We did so many takes, how I had my tripod set up, how how we were cleaning the lens because we were she was like, the lens of your camera's dirty because I got had maybe got some food stuck on it. Who knows? So all of this created a really fun piece of content for her so that we didn't both just post the same dance. I posted the final result and she posted the process of us filming it. So those behind the scene things, especially if you're doing one that's hard to accomplish or requires a lot of people helping you behind the scenes, people love to see that.

Helen:

And even when that Taylor Swift song where the love song was trending and it was the person was holding the phone and the phone was flipped to face the person that was holding it up. And that was a cute little trend that showed a lot of people were showing behind the scenes of how that was done. So you never know. You might you might go viral with something that's just like a quick little behind the scenes share. Let's talk about the featured tutorial for today.

Helen:

And it is one tutorial because it is a long and detailed lesson that could come in handy for anything where you wanna split the screen and make something clever. You can take this and run with it and it's easily doable. You need cap cut for it because you need an edit app that will show you well, that will do a split screen. It's important. And so I did the demonstration.

Helen:

This works for TikTok. It works for Instagram. You can take this, make this piece of content where it looks like your phone is feeding is like a little, soda machine into your glass. So you're putting your phone on top of your glass, you're pressing on top of your phone and ice is coming out. Then you hold up your phone and you show what beverage is gonna go in, and then you put the phone on top of your glass and you press and then that beverage goes into the glass.

Helen:

It's a very clever, fun effect, and I had multiple people send me the video and ask me how it was done. So you've got that tutorial covering you on TikTok and Instagram this week. So go check it out.

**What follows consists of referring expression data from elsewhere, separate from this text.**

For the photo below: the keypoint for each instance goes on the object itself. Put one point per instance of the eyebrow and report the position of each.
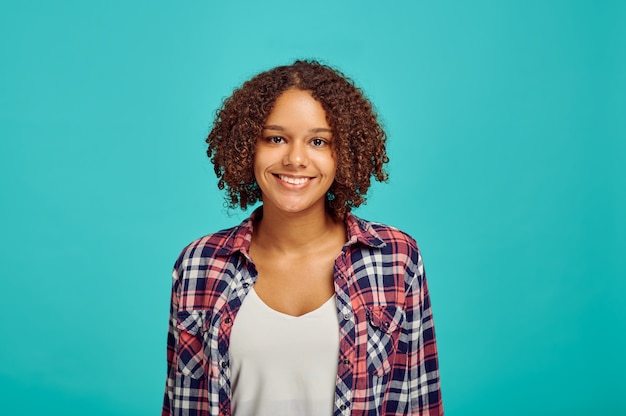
(280, 128)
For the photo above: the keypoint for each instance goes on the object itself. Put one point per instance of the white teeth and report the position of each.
(293, 181)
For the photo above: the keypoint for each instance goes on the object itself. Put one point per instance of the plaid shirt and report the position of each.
(387, 353)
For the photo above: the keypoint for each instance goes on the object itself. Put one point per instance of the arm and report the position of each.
(172, 342)
(424, 385)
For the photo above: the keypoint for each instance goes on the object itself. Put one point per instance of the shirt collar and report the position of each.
(239, 238)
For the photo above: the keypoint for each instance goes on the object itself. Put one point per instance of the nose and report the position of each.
(296, 154)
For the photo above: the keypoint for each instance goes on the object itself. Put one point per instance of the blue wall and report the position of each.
(506, 124)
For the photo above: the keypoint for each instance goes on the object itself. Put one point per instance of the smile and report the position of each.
(293, 181)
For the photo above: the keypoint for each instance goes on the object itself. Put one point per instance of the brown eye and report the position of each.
(275, 139)
(317, 142)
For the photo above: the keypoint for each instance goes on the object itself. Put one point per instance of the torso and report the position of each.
(297, 282)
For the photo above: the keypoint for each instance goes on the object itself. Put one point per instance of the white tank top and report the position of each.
(282, 365)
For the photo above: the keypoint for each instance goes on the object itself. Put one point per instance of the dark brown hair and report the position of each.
(358, 138)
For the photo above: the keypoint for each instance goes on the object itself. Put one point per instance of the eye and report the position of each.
(318, 142)
(274, 139)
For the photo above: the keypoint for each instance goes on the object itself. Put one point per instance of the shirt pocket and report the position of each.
(384, 324)
(192, 327)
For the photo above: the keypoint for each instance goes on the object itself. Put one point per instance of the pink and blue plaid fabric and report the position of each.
(387, 357)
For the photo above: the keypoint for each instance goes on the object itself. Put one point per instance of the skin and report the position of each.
(295, 243)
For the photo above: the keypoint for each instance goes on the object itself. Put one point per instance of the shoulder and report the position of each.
(207, 247)
(391, 239)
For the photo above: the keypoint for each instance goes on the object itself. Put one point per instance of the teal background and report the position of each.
(506, 123)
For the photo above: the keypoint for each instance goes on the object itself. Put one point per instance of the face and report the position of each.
(294, 163)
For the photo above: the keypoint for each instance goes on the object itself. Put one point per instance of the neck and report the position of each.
(286, 232)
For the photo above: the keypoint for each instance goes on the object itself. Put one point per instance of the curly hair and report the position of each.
(358, 138)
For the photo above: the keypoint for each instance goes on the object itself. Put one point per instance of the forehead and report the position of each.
(297, 108)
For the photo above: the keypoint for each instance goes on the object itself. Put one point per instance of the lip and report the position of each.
(293, 181)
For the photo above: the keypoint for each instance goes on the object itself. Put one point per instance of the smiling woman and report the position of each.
(304, 308)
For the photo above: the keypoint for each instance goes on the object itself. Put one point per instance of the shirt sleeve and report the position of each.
(172, 342)
(424, 386)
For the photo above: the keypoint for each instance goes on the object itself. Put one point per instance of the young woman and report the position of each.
(304, 308)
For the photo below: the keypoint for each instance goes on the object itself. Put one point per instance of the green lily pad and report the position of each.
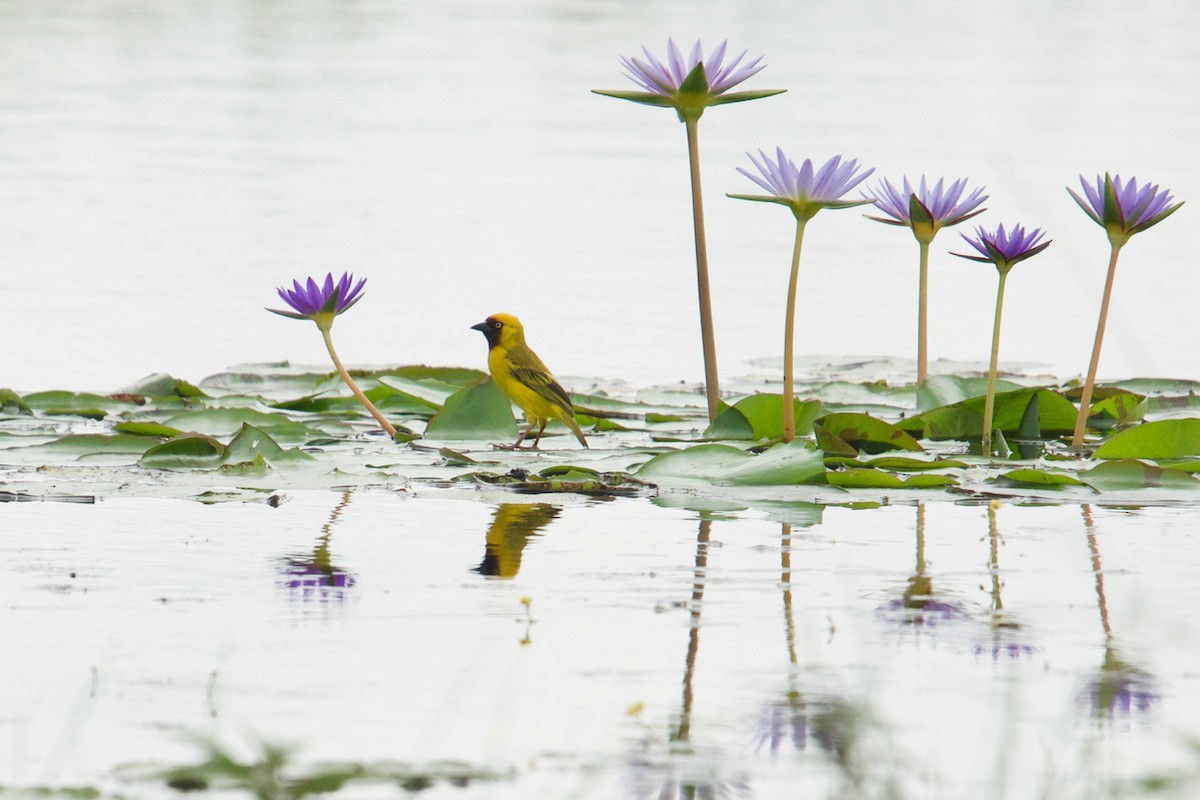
(89, 444)
(948, 390)
(225, 421)
(190, 451)
(783, 464)
(478, 411)
(63, 403)
(12, 403)
(163, 385)
(832, 445)
(1037, 477)
(964, 420)
(147, 429)
(868, 434)
(1161, 439)
(1132, 474)
(874, 479)
(1116, 410)
(761, 416)
(249, 444)
(910, 464)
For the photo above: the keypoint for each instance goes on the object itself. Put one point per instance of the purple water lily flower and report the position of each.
(666, 78)
(1005, 248)
(805, 191)
(804, 188)
(1125, 209)
(1122, 209)
(321, 302)
(927, 210)
(689, 84)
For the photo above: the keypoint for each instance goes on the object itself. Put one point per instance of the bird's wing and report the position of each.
(528, 368)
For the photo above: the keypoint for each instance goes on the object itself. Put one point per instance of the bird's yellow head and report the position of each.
(501, 330)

That's a nice and it's a nice one to you could be very creative with this. There was a person who did a split screen where they took the legs of somebody running on a treadmill really, really fast, and then they were just on the top, you know, drinking a martinis.

Helen:

They split the screen with the person running really fast. That was a really fun use of a split screen from a couple of years ago. So You can do something like that. You there was also a few years ago gosh. I've been on, social media a long time because I'm remembering a trend where the bottom half was person tap dancing.

Helen:

Really, really good tap dancing. And then the top half was the person just, like, sitting there, like, drinking a drinking a cocktail or something or having a cup of coffee where meanwhile their lower half was doing a whole tap dance. So if you're creative, maybe I will even do this, but there is that Chicago dance. Oh, yes. Oh, yes.

Helen:

Oh, yes. And they're just, like, doing the all the moves. I mean, that would be a fun one to take the legs of the person who is going viral with that and then put yourself on top of her. Maybe just put your head on top and you can make a really fun a really fun effect. Maybe I'll even be inspired to try that myself.

Helen:

That could be funny. And that is it for this week. Have a wonderful week. I will be back on Friday where I will do my usual deep dive into a topic, and then I will get into some answering some questions at the end. Have a good one, and I'll see you Friday.